There are 2 categories of checkpointing explained in the text:
- 
    Quiescent Checkpointing This is basically a stop the world checkpointing. In this method, when the checkpointing process kicks in, it stops accpeting any new transactions and waits for already running transactions to complete. Once running transactions complete and their modified buffers are flushed, a checkpoint log record is added and then the log is flushed. Normal operation resumes post that. Usually performed at startup when recovery is done, so that only new log records post the checkpoint marker are to be considered by the recovery manager in the future. 
- 
    Non-Quiescent Checkpointing So the problem with previous checkpointing method (Quiescent), was that the database was rendered unresponsive till the checkpointing completes. This could have serious performance implications for high traffic database nodes. To overcome this, we have another method that keeps track of the running transactions when the checkpoint process started. It records the list of transactions as part of its checkpoint log record. This method also stops accepting new transactions albeit for a short period only, as this method doesn’t have to wait for already running transactions to complete. It basically tracks the currently running transactions, flushes all modified buffers. Don’t worry, any incomplete transaction’s operations will be undone during recovery. Then it goes to add the checkpoint record and flush the log file to disk. It will start accepting new transactions again. Basically the recovery manager relies on finding the earliest transaction’s start log record in the checkpoint record’s transaction list, so that it can stop scanning backwards any futher post that. 
Conclusion
Recovery management might seem like one of those behind-the-scenes components that you don’t think about until something goes wrong. But as we’ve seen, it’s the safety net that keeps your database from turning into a chaotic mess when things inevitably go sideways.
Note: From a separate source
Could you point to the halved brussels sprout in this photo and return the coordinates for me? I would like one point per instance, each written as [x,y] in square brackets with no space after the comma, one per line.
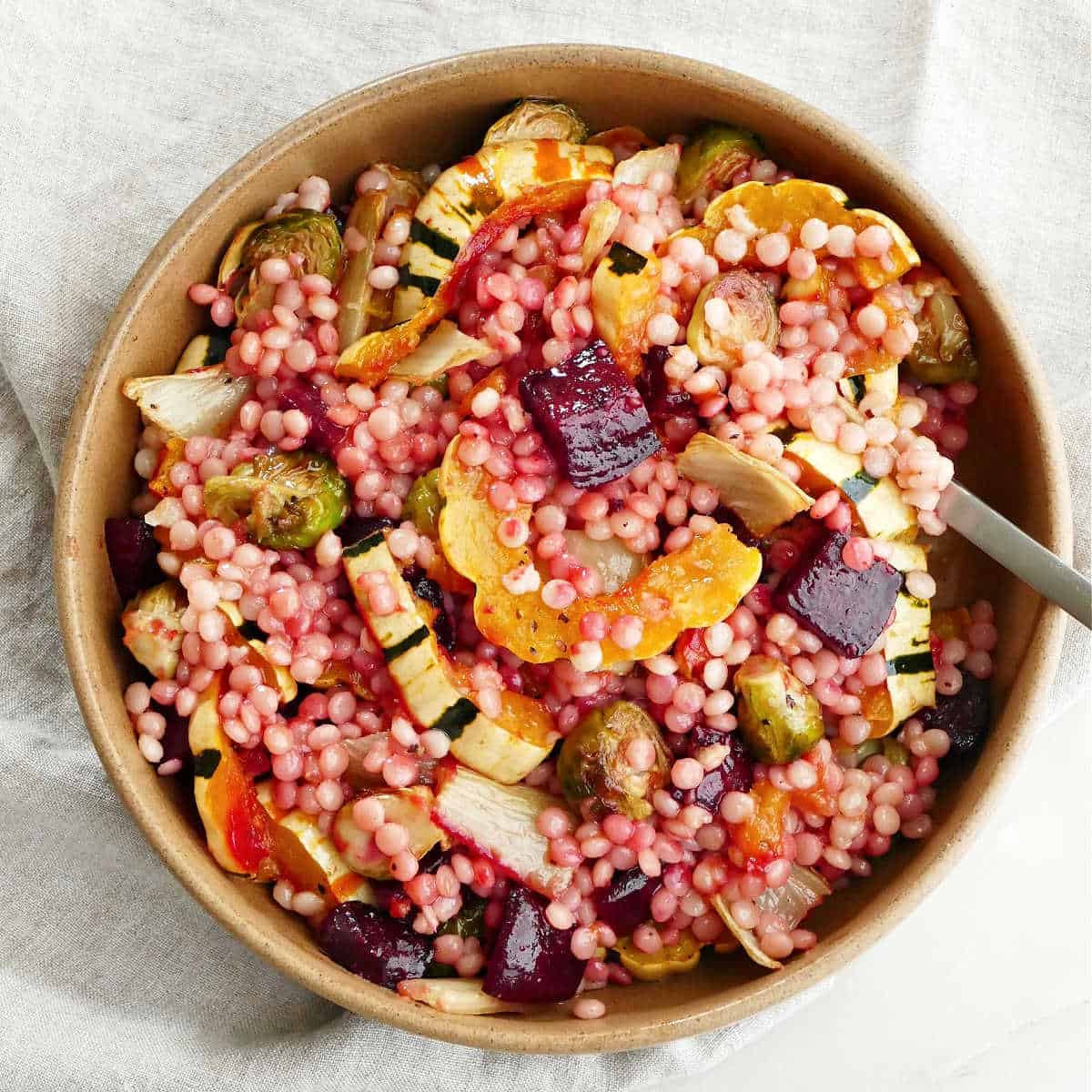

The beauty of recovery managers lies in their simplicity of purpose—keep what’s committed, undo what’s not. Whether you’re dealing with undo-only recovery for speed, redo-only for safety, or the full undo-redo approach for complete coverage, the core principle remains the same: use the log to maintain sanity.
Write-Ahead Logging isn’t just a best practice—it’s the foundation that makes recovery possible in the first place.
And Checkpointing? That’s what keeps your recovery process from having to replay the entire history of your database every time something crashes.